鼻の下あたりを水平方向に切り込みをいれて、後方へスライドし、固定します。最後に咬合を調整して口元の改善をはかります。
骨切術のメリット・デメリット・リスク
メリット
・骨の形を変えることで根本から口元の形を改善でき、後戻りがありません
・他の治療法に比べて大きな治療効果が得られ、重度の症例にも対応できます
デメリット
・全身麻酔が必要になります
・まれに数ヵ月~数年程度のマヒがあらわれたり、そのままマヒが残る場合があります
・骨切りによって一部の歯の神経(歯髄)が壊死するケースがあります
・上下の歯の噛み合わせを考慮する必要があるため、他の部位の調整が必要になる可能性があります
歯肉が歯を覆いすぎている場合は、余分な歯肉を電気メスで除去して、歯と歯茎の境目のラインを美しく整えます。
美容歯科や歯肉形成を熟知した歯科医院で行なうとよいでしょう。
術後、一時的な痛みは腫れが出ることがあります。
歯並びが原因で出っ歯の状態になっている場合は、噛み合わせも悪い可能性が高いため、時間をかけて歯を根から移動させ、美しく健康的な歯並びに改善することができます。
美容歯科、または矯正歯科医院での施術となり、矯正装置を歯に付けて行ないます。
歯を傷つけることなく治療できますが、一部抜歯の必要があり、完了までに時間がかかります。
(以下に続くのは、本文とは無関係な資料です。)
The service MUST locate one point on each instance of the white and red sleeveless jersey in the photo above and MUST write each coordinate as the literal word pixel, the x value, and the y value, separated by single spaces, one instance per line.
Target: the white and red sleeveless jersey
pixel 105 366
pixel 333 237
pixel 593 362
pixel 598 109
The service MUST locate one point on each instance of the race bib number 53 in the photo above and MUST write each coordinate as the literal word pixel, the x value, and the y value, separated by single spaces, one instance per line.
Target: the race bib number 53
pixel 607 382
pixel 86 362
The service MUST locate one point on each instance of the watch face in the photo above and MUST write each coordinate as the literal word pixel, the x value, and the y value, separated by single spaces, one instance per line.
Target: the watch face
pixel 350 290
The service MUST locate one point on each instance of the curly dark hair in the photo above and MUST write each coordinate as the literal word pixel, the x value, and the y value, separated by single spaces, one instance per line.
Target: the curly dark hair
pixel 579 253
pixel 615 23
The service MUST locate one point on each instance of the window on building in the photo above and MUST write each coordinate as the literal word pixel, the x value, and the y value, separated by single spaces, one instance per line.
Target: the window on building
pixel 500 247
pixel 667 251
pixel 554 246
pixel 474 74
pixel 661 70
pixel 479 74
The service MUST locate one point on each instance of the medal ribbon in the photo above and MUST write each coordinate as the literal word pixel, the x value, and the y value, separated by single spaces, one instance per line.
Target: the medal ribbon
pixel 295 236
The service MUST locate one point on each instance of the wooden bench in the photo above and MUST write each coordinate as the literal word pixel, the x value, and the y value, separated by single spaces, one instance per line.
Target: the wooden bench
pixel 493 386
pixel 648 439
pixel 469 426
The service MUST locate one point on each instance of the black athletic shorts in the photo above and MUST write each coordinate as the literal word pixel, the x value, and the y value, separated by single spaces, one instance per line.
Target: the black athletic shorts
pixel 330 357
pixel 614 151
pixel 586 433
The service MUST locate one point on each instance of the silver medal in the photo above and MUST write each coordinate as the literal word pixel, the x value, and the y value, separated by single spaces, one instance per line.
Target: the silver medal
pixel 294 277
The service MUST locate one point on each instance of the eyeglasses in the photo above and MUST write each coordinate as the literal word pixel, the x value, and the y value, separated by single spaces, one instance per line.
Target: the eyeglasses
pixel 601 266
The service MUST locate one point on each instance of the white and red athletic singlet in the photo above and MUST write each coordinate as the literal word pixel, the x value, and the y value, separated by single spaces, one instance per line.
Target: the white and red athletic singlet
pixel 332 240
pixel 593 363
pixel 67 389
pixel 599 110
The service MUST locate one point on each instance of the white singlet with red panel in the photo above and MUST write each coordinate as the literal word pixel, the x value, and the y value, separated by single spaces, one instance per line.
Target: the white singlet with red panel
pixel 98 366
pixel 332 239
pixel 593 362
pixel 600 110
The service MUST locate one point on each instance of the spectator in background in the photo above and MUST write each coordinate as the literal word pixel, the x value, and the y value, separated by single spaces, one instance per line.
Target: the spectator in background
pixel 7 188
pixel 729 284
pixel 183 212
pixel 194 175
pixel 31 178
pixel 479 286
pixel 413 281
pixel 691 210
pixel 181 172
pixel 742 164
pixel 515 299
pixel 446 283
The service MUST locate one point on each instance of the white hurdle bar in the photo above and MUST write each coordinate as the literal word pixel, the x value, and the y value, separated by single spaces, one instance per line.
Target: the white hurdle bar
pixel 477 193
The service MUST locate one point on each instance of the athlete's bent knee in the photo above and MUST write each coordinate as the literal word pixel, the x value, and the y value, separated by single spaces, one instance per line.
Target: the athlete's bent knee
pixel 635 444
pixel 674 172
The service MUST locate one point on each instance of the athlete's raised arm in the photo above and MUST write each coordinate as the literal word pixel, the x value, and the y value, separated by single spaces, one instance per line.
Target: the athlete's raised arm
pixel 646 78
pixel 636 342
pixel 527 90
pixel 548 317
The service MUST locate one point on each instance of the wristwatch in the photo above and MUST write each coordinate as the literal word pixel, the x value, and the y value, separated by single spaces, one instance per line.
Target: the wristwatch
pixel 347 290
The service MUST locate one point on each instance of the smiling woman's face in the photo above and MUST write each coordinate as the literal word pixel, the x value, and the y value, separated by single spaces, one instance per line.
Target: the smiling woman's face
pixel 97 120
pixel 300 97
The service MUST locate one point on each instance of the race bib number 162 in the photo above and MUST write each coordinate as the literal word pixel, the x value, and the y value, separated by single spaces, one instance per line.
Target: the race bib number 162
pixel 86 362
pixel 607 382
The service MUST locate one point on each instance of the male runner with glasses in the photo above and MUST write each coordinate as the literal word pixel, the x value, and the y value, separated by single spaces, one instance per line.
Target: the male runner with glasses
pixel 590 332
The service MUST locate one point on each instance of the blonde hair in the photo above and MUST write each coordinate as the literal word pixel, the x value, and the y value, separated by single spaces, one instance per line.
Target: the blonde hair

矯正装置は、取り外しできる透明のマウスピースタイプや、歯の裏側につけるタイプなど、目立たないものや、早く治療が進むタイプのものなど、たくさんあります。詳しくは矯正歯科医師にご相談ください。
軽度の出っ歯であれば、セラミック治療で改善が期待できます。
前歯を削って、セラミッククラウンをかぶせることで、歯をひっこめます。
歯の色や形も同時に改善することができ、すきっぱなどもなおせます。治療期間も短く済みますが、健康な歯を大きく削る必要があるため、歯の神経が壊死する可能性や、将来の歯の寿命に影響が出る可能性があります。